A bloated tool might have a million features, it can be many times as efficient at some things, it can probably do more. But it is likely to be hard to modify, a pain to maintain, difficult to port, and diagnosing problems gets harder with more complicated tools. As soon as you start using half of its features, you become very dependent on that particular tool. And you probably cannot replace it, it would be too much work. Your freedom suffers.

More often than not, we can get our jobs done with simple and small tools. Thus the big and complicated tool is filled with unnecessary things; it is bloated.


>This was brought nowhere better to the front than in this video https://www.youtube.com/watch?v=Nbv9L-WIu0s where they showed that the tools written because gnu tools were too big when measured in a running computer take up just as many resources.

At what time in the video does that happen?
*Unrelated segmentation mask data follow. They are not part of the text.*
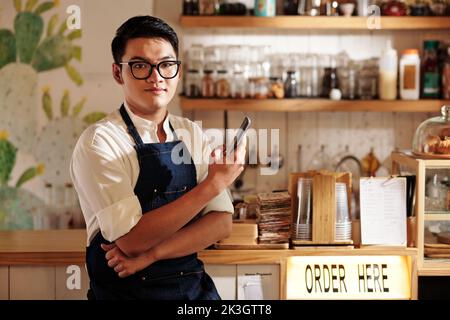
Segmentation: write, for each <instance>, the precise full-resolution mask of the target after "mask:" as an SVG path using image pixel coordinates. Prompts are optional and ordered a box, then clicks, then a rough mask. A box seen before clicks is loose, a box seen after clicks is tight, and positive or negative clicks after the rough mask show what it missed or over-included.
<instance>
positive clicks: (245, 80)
mask: <svg viewBox="0 0 450 320" xmlns="http://www.w3.org/2000/svg"><path fill="white" fill-rule="evenodd" d="M246 92H247V80H246V79H245V76H244V72H243V71H234V73H233V79H232V81H231V97H232V98H234V99H244V98H245V96H246Z"/></svg>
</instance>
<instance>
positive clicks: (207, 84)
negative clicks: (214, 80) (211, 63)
mask: <svg viewBox="0 0 450 320" xmlns="http://www.w3.org/2000/svg"><path fill="white" fill-rule="evenodd" d="M212 73H213V71H212V70H209V69H208V70H204V71H203V74H204V75H203V79H202V97H203V98H212V97H214V79H213V76H212Z"/></svg>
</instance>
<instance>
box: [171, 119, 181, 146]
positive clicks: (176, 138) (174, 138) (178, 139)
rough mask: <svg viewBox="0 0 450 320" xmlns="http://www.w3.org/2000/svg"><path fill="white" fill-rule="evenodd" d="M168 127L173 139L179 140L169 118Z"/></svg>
mask: <svg viewBox="0 0 450 320" xmlns="http://www.w3.org/2000/svg"><path fill="white" fill-rule="evenodd" d="M169 127H170V130H172V133H173V140H174V141H177V140H179V139H178V136H177V133H176V132H175V129H174V128H173V127H172V123H171V122H170V120H169Z"/></svg>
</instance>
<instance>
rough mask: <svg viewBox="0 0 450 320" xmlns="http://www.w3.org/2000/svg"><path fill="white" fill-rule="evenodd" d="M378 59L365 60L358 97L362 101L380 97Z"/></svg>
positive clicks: (360, 77) (360, 72) (359, 71)
mask: <svg viewBox="0 0 450 320" xmlns="http://www.w3.org/2000/svg"><path fill="white" fill-rule="evenodd" d="M378 69H379V68H378V59H369V60H364V61H363V64H362V68H361V69H360V70H359V79H358V95H359V97H360V99H363V100H371V99H375V98H376V97H377V95H378V74H379V70H378Z"/></svg>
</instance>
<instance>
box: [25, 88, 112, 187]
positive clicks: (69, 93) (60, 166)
mask: <svg viewBox="0 0 450 320" xmlns="http://www.w3.org/2000/svg"><path fill="white" fill-rule="evenodd" d="M70 100H71V99H70V92H69V91H68V90H65V91H64V94H63V96H62V98H61V102H60V108H59V109H60V117H55V114H56V112H55V110H54V109H56V108H53V99H52V96H51V94H50V88H49V87H45V88H44V89H43V93H42V109H43V110H44V113H45V115H46V116H47V119H48V120H49V122H48V123H47V125H45V126H44V127H43V129H42V131H41V132H40V134H38V135H37V138H36V142H35V150H34V154H35V157H36V159H38V161H40V162H42V163H44V164H45V167H46V168H48V170H46V171H45V174H44V176H43V178H44V180H45V182H49V183H51V184H52V185H53V186H64V185H65V184H66V183H67V182H71V179H70V175H69V165H70V158H71V157H72V152H73V149H74V147H75V144H76V142H77V140H78V137H79V136H80V135H81V133H82V132H83V130H84V129H85V128H86V127H87V126H88V125H89V124H91V123H94V122H96V121H98V120H100V119H101V118H103V117H104V116H105V115H106V114H105V113H103V112H91V113H89V114H87V115H85V116H84V117H83V118H80V114H81V112H82V110H83V107H84V105H85V103H86V100H87V99H86V98H85V97H84V98H82V99H81V100H80V101H78V102H77V103H76V104H74V105H73V106H72V107H71V101H70Z"/></svg>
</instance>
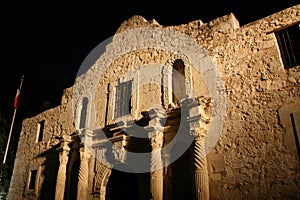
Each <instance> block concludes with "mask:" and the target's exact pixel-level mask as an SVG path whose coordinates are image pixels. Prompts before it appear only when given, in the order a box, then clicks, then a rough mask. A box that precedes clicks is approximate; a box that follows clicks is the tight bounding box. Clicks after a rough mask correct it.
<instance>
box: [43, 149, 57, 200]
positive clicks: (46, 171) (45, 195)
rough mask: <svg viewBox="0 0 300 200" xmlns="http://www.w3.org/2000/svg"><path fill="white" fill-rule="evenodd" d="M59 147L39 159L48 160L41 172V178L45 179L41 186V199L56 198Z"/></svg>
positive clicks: (45, 161)
mask: <svg viewBox="0 0 300 200" xmlns="http://www.w3.org/2000/svg"><path fill="white" fill-rule="evenodd" d="M57 147H58V145H57V146H54V147H53V148H51V149H49V150H47V151H46V152H44V153H43V154H40V155H39V157H44V158H46V160H45V162H44V163H43V164H42V169H43V171H42V172H41V176H42V177H43V180H44V182H43V183H42V186H41V192H40V198H39V199H43V200H48V199H49V200H50V199H51V200H52V199H54V198H55V186H56V177H57V173H58V167H59V155H58V151H57V149H56V148H57Z"/></svg>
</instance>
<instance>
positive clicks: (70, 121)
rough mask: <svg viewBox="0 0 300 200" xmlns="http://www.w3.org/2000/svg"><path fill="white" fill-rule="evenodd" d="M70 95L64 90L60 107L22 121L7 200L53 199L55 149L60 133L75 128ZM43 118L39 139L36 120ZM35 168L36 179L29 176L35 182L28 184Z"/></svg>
mask: <svg viewBox="0 0 300 200" xmlns="http://www.w3.org/2000/svg"><path fill="white" fill-rule="evenodd" d="M70 95H71V89H66V90H65V91H64V95H63V97H62V104H61V105H60V106H58V107H55V108H52V109H50V110H47V111H45V112H43V113H40V114H38V115H36V116H34V117H32V118H26V119H24V120H23V122H22V130H21V134H20V138H19V143H18V150H17V154H16V159H15V163H14V171H13V174H12V177H11V183H10V188H9V196H8V198H9V199H43V198H47V199H48V198H50V199H51V198H54V194H55V185H56V176H57V170H58V166H59V157H58V152H57V150H56V148H57V147H58V144H59V142H60V139H61V138H62V136H64V135H70V134H71V133H73V132H74V131H75V130H74V127H73V116H72V112H71V104H70V101H69V100H70V97H71V96H70ZM42 121H44V128H43V133H42V135H41V136H40V138H38V135H39V134H38V133H39V126H40V125H39V123H40V122H42ZM35 170H36V178H35V181H34V179H32V181H34V182H33V183H30V181H31V180H30V176H31V173H32V171H35ZM30 184H33V185H31V186H30ZM44 195H46V196H44Z"/></svg>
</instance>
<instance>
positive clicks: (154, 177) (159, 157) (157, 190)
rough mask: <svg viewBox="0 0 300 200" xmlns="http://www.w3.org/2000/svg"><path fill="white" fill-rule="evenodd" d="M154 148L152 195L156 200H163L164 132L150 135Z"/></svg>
mask: <svg viewBox="0 0 300 200" xmlns="http://www.w3.org/2000/svg"><path fill="white" fill-rule="evenodd" d="M150 141H151V146H152V155H151V185H150V187H151V194H152V198H153V199H154V200H162V199H163V168H162V166H163V163H162V157H161V148H162V145H163V132H162V131H161V130H159V131H158V132H157V131H155V132H154V133H150Z"/></svg>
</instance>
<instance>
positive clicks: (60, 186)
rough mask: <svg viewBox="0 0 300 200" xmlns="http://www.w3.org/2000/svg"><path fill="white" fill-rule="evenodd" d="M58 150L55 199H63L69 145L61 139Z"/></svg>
mask: <svg viewBox="0 0 300 200" xmlns="http://www.w3.org/2000/svg"><path fill="white" fill-rule="evenodd" d="M58 151H60V152H59V162H60V165H59V168H58V173H57V178H56V189H55V200H63V199H64V193H65V182H66V168H67V163H68V155H69V152H70V147H69V146H68V143H67V142H65V141H62V147H60V148H58Z"/></svg>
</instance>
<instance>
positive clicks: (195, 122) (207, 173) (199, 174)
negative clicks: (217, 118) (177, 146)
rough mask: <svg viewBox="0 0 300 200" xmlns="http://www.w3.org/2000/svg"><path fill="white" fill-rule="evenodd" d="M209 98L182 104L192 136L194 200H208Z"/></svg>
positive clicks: (187, 99)
mask: <svg viewBox="0 0 300 200" xmlns="http://www.w3.org/2000/svg"><path fill="white" fill-rule="evenodd" d="M210 102H211V100H210V98H206V97H198V98H190V99H186V100H185V101H183V102H182V105H183V108H182V109H184V112H183V113H184V114H185V115H186V116H185V117H186V118H187V119H188V120H187V122H188V123H189V127H190V132H191V134H192V135H193V136H194V143H193V145H194V146H193V150H194V179H195V193H196V199H201V200H203V199H204V200H208V199H209V180H208V169H207V160H206V149H205V139H206V135H207V131H208V128H209V121H210V116H211V110H210V108H211V106H210Z"/></svg>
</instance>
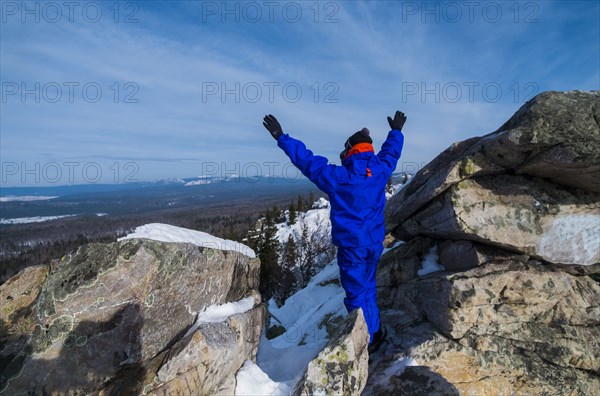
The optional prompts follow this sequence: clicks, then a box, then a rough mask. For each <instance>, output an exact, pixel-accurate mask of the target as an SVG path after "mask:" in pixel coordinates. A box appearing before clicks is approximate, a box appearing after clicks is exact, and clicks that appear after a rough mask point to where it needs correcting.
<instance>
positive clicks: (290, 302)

I didn't have time to watch the whole thing, but it doesn't appear that what you are suggesting was even brought up much less demonstrated?


They're just measuring code size and such. Kilobytes that do not really matter, unless you're embedded.

Right near the end they present some minimal tools that are supposed to have no bloat because they're written in assembly and don't need libc. Turns out these aren't any better than gnu tools with dietlibc, after some shaving.

Not really worth watching through, if you were expecting discussion about real bloat. I think they're just setting up a straw man, a bad one at that too.